Re: [PATCH] [RFC] clk: stm32mp1: Keep RNG1 clock always running

Marek Vasut <marex@xxxxxxx> · Thu, 16 May 2024 22:01:37 +0200

On 5/16/24 4:35 PM, Gatien CHEVALLIER wrote:

Hi,

What if you add a trace in a random generation function in random.c?

Do you have a function name or line number for me ?

I put a trace in _get_random_bytes() in drivers/char/random.c.

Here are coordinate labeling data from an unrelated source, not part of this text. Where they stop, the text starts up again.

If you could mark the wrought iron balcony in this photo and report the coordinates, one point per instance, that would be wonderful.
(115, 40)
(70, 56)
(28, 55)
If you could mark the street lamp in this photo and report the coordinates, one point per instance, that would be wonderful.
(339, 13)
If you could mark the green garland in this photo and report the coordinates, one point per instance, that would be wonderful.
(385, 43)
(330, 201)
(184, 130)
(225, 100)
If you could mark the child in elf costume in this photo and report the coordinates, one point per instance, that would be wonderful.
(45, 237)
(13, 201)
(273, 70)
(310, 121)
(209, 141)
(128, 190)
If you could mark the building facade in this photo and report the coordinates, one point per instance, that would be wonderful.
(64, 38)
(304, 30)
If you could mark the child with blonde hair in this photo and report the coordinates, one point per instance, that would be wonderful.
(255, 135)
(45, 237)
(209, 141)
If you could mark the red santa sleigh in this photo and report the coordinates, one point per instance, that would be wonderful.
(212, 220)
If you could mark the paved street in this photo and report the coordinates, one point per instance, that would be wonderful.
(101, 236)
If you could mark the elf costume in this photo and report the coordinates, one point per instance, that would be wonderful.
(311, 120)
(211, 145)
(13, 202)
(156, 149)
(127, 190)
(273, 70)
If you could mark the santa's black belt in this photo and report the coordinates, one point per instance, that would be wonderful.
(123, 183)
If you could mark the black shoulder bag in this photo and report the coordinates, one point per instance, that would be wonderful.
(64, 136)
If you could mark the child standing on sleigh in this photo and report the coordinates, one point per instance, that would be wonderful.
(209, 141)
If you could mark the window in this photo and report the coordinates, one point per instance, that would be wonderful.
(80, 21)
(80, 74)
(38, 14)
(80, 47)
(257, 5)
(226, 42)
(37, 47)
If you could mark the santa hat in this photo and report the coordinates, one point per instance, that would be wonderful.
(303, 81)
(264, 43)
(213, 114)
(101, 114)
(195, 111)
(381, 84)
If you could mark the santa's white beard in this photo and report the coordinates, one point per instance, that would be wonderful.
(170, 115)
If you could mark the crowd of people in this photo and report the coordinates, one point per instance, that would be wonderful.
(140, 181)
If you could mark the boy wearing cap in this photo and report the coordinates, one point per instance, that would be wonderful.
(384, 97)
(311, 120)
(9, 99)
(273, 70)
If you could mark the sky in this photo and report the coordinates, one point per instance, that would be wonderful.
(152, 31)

I'm not
100% sure but this should be the entry point when getting a random 
number.

You're right, there is a read attempt right before the hang, and 
__clk_is_enabled() returns 0 in stm32_read_rng() . In fact, it is 
the pm_runtime_get_sync() which is returning -EACCES instead of 
zero, and this is currently not checked so the failure is not 
detected before register access takes place, to register file with 
clock disabled, which triggers a hard hang.

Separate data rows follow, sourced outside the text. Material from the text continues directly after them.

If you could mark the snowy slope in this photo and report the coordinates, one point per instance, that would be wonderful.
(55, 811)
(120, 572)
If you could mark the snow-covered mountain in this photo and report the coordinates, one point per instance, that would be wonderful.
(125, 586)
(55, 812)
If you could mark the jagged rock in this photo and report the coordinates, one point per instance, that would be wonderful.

I'll be sending a patch shortly, thanks for this hint !

Great news, indeed the return code isn't checked. Let's use
pm_runtime_resume_and_get().

Yes please.

I will wonder why we get EACCES though, that basically means we are 
suspending already. Is it safe to return -errno from rng read function 
in that case ?

The framework expects a function that can return an error code so I
don't see why not. Else the framework would have an issue.

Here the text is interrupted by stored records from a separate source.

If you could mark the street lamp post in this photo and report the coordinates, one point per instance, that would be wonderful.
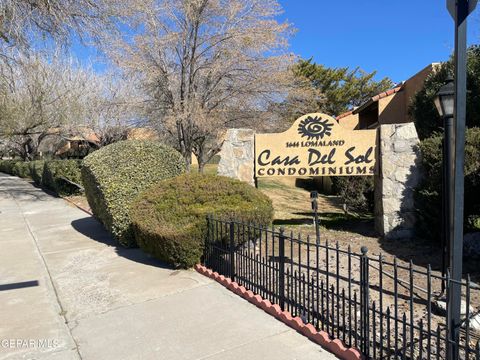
(444, 102)
(459, 9)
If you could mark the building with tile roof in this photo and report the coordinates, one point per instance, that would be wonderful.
(389, 107)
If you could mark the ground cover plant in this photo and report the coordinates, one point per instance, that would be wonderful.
(114, 175)
(169, 219)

I still haven't figured out what is happening.

Could it be that the kernel is getting entropy with hwrng_fillfn()
like it does periodically to feed the entropy pool and it happens at the
same time as your pm test sequence?

Possibly. I use script as init which contains basically #!/bin/sh , 
mount of a few filesystems like dev, proc, sys, and then the pm_test 
sequence to avoid wasting time booting full userspace.

FYI, I have been running your script with (echo devices > 
/sys/power/pm_test) for 5 hours now and haven't been able to reproduce 
the issue.

Maybe the 'devices' test is not enough and the deeper pm_test states 
have some sort of impact ?

After this, I'll try to reproduce the issue.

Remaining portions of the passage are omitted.